The Superheroes – Igloo

Let’s examine a few facts about the Superheroes, shall we? First you have the cover art, with the decidedly 80’s looking woman cozying up to an igloo (not ironically, the name of the album is Igloo), coupled with the annoying, promotional band name, usually better suited to early 80’s ska acts. Then, here’s the kicker – the Superheroes are so entranced in their retro-ness that they list all of their cool analog keyboards and dated drum machines not only on their website but in their album sleeve as well. This wouldn’t be of note if this list did not reside in the same album sleeve that neglects to print, among other things, the band’s lyrics and the names of the band members. Obviously, the Superheroes have some priority issues.

The Superheroes join a too-long list of bands that concentrate a bit more on looking 80’s than actually sounding it. Nonetheless, the Superheroes, compared to their peers, do a somewhat admirable job of recreating that lifeless synth sound of MTV pop circa 1985. The biggest difference is that the primary instruments on this album really are those overpriced analog keyboards. Most bands of this genre still write on their guitars then simply flavor their songs with keyboard flourishes. The Superheroes use their synths more readily than their peers, though; unfortunately, it is at the expense of their songwriting. While most of the songs on Igloo are certainly listenable, you never get hit with the irresistible sing-along chorus that this sort of retro indulgence begs.

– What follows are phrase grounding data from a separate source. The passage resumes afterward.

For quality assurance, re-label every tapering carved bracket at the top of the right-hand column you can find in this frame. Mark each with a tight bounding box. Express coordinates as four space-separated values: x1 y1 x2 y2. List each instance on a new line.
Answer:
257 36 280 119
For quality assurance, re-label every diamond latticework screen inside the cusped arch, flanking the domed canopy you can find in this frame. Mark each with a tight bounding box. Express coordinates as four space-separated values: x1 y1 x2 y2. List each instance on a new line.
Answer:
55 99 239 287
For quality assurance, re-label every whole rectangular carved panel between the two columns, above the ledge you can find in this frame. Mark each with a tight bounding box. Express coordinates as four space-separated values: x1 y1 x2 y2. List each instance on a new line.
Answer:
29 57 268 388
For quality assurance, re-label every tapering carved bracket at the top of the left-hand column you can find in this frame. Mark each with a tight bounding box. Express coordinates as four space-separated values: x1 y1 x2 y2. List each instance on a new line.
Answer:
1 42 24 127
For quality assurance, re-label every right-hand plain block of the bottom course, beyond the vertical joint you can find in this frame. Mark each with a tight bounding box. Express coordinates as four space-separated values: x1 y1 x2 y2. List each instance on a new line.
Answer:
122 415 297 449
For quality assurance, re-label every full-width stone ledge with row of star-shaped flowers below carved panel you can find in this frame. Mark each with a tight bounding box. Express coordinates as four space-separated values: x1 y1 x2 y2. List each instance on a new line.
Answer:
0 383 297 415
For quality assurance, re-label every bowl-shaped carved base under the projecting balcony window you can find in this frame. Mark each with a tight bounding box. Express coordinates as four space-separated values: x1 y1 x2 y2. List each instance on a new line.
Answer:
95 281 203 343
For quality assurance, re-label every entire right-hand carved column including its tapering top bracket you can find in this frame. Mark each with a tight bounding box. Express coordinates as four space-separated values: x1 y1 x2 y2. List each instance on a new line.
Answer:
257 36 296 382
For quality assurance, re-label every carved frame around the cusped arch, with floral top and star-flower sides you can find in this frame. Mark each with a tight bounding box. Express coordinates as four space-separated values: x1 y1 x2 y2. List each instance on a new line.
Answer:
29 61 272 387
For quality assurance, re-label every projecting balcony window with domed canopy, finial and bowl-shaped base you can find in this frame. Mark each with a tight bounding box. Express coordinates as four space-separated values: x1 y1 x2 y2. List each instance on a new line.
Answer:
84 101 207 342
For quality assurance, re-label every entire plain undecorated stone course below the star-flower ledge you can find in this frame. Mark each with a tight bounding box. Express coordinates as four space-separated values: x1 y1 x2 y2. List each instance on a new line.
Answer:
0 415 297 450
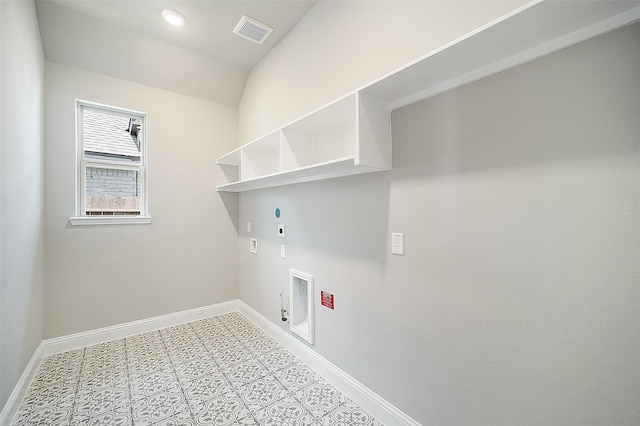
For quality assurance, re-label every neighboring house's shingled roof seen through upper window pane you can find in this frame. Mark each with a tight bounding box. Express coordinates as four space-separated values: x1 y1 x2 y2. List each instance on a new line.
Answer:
82 108 140 160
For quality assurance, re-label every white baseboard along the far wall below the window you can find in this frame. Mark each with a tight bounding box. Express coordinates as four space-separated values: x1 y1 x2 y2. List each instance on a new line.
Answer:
42 300 238 356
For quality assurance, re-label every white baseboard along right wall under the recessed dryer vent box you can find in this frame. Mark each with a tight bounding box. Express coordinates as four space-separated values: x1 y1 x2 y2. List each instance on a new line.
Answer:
239 301 420 426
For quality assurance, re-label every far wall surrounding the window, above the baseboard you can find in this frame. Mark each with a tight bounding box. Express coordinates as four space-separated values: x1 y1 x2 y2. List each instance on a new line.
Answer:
44 62 238 338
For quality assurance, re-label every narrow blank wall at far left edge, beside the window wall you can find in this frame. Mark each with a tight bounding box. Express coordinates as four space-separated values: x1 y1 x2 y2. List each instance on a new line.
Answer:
0 1 44 411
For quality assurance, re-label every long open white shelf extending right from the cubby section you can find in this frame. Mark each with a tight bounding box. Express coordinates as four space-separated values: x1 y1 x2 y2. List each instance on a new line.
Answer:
360 0 640 110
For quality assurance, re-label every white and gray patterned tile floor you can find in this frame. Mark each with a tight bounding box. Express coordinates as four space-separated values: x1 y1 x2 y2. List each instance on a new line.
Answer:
12 312 381 426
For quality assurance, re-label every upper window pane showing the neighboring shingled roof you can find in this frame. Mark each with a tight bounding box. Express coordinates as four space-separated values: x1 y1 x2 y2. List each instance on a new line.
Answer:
82 107 142 164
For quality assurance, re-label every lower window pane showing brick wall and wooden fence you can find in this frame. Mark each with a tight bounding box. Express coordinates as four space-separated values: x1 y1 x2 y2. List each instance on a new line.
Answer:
85 167 140 216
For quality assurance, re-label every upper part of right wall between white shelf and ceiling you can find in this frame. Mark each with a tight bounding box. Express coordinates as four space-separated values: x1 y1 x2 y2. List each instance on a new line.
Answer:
238 0 529 144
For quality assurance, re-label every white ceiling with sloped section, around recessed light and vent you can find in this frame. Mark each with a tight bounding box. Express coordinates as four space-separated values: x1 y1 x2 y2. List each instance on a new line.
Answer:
36 0 317 107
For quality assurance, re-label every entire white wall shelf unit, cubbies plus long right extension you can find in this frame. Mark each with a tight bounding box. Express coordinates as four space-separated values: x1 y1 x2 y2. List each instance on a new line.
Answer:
217 0 640 192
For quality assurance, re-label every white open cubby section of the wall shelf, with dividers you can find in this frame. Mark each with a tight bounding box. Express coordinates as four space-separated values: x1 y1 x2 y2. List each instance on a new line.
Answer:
217 92 391 192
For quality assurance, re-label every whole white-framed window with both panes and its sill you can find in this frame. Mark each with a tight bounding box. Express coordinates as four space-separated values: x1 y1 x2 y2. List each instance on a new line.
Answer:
71 101 150 225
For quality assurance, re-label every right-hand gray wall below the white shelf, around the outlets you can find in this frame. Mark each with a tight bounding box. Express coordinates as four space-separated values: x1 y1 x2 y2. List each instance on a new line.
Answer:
239 24 640 425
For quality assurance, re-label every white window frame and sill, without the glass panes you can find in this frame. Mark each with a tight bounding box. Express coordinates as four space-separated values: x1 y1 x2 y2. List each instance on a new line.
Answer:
69 99 151 226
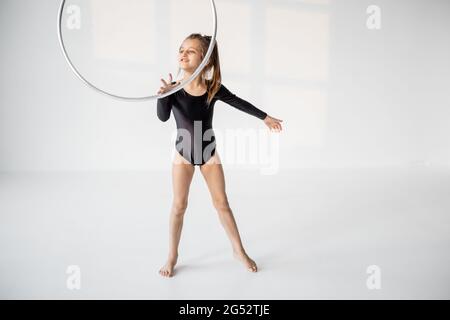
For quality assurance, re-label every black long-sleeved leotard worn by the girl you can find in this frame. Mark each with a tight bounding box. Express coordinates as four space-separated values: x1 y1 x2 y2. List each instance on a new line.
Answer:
157 84 267 165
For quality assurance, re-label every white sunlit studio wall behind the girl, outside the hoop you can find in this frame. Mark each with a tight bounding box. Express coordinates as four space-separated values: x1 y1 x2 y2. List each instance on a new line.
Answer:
0 0 450 171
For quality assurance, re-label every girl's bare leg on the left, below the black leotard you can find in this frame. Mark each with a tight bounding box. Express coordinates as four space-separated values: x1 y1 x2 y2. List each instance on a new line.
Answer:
159 152 195 277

When the band’s formula works, they do a pretty good job with it. “Ghost” and “Voice (On the Radio)” are both catchy enough to keep you from reaching for the forward button. The male/female vocal attack and foreboding keyboards of “Nightmare” create a sort of New Order vibe that works surprisingly well. “Searching” has the most digestible, candy melody on the album, and for that same reason it might be the Superheroes’ best song.

The same bravado that appears in the band’s name manifests itself in a few of the songs as well, to a less than desirable effect. The quick, punky “Miami” isn’t quite as bad as that Will Smith song of the same name, but it’s just as annoying. The faux-British accent on “Johnny and I” is rather unbearable. The brash nature of the band is most disappointing on “Julianna” and “Paradise of Me,” both of which open promisingly soft, only to be ruined by a rush of fuzzy keyboards and chunky, awkward choruses. The gorgeous “Calculating” (the album’s six-plus minute closer) shows what the band can do when it reigns in its explosions.

If you’re a big fan of new wave synth-pop, maybe this is right up your ally. I’d love to give this album a better recommendation than that, but I just don’t think the songwriting justifies it. What the band gains in retro cred-points, it gives up in the songwriting column. If the band could reproduce the success it had with a few songs here, namely “Searching” and “Calculating,” it could put together a truly good record. Until then, the Superheroes have stumbled upon possibly the greatest testament to their authentic sound: I still don’t want to listen to it.